Showcasing a vivid slice of 60s Goa
Antonio Gomes' ‘The Sting of the Peppercorns’ is set in an era of transition and tumult. It opens in the lavish, stately village of Loutolim in South Goa, once the abode of elite Catholic landlords, who had converted from the Gaud Saraswat Brahmin caste. Incidentally, Loutolim is now a well sought-after piece of real estate for the wealthy elite from Indian metros who are obsessed with the quest of owning perfectly preserved Indo-Portuguese homes.

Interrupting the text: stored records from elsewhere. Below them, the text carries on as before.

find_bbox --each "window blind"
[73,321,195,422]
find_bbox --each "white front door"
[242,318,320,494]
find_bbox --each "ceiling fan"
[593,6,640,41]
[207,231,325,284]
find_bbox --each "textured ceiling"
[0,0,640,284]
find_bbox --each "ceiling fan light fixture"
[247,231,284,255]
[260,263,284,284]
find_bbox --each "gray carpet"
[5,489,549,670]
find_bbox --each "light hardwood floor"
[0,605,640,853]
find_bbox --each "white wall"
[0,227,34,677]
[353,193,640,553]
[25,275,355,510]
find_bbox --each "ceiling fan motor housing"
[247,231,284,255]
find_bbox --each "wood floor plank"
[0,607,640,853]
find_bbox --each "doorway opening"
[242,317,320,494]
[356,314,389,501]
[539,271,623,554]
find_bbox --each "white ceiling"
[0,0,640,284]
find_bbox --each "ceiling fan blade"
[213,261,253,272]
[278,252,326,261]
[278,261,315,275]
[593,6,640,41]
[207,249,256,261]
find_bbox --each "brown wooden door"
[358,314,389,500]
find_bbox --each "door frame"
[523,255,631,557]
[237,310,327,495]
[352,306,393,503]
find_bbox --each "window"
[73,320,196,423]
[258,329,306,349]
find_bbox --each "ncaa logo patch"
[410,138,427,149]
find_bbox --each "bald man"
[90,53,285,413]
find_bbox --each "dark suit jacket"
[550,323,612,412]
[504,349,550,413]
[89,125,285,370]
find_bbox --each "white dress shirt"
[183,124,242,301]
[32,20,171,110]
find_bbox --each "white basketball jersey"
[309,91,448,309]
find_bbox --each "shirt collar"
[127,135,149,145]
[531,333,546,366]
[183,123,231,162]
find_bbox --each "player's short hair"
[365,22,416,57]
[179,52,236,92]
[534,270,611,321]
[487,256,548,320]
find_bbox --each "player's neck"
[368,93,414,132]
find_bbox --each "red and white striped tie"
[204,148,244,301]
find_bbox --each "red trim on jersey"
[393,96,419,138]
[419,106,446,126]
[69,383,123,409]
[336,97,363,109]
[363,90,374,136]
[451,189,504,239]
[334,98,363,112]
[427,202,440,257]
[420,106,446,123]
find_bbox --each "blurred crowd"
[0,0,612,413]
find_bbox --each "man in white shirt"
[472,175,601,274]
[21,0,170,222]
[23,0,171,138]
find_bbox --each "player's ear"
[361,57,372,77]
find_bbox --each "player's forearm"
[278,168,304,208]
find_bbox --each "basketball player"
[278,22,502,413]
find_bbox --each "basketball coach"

On a balmy summer morning in 1961, one of the village's grandest mansions and its masters – Afonso de Albuquerque, his wife Dona Maria Isabella dos Santos Albuquerque, other son Roberto and daughter Amanda – await the return of their ward Paulo from Coimbra in Portugal, where he had ostensibly gone to pursue law, but had wallowed in debauchery in the seedier parts of the river-fronted city, unknown to most others in the family.
The author immediately establishes the inevitable air of change, when Paulo, soon after his return, faces a brutal attack by a band of anti-colonial guerrillas keen on looting the valuables in the homes of the rich landlords of the time in the name of raising money for their subversive war against the colonists.
‘The Sting of the Peppercorns’ captures the steady decline in the fate and fortunes of rich, aristocratic Catholic families in Goa in the wake of the socio-political changes following the Liberation by the Indian armed forces and the subsequent takeover by the Indian administration.
Thanks to Paulo, the privileged, stoic Albuquerque lineage now finds itself getting charmed by the hippies in Anjuna and Calangute beach villages who had just begun to descend on Goa from Europe and Northern America in the mid to late 1960s.
The major socio-political changes in Goa in the 1960s, like the transition of power, the iconic referendum where Goans chose to be an independent state rather than merge with the neighbouring state of Maharashtra, the emergence of the hippies on the Goa canvas, as well as clash of cultures, both old and new, is vividly described by the author using the characters which are at his disposal.
‘The Sting of the Peppercorns’, where the reference to peppercorns is undoubtedly linked to the overwhelming spice trade off Goa and the west coast fuelled by the colonisers, serves as a timely fictional reference of a relatively less-documented period and region.
Antonio Gomes, a native of Goa, is a Professor of medicine at the Mount Sinai Medical Centre in New York and specialises in cardiology. Not surprisingly, he has very aptly analysed Goa's beating heart through one of its roughest periods.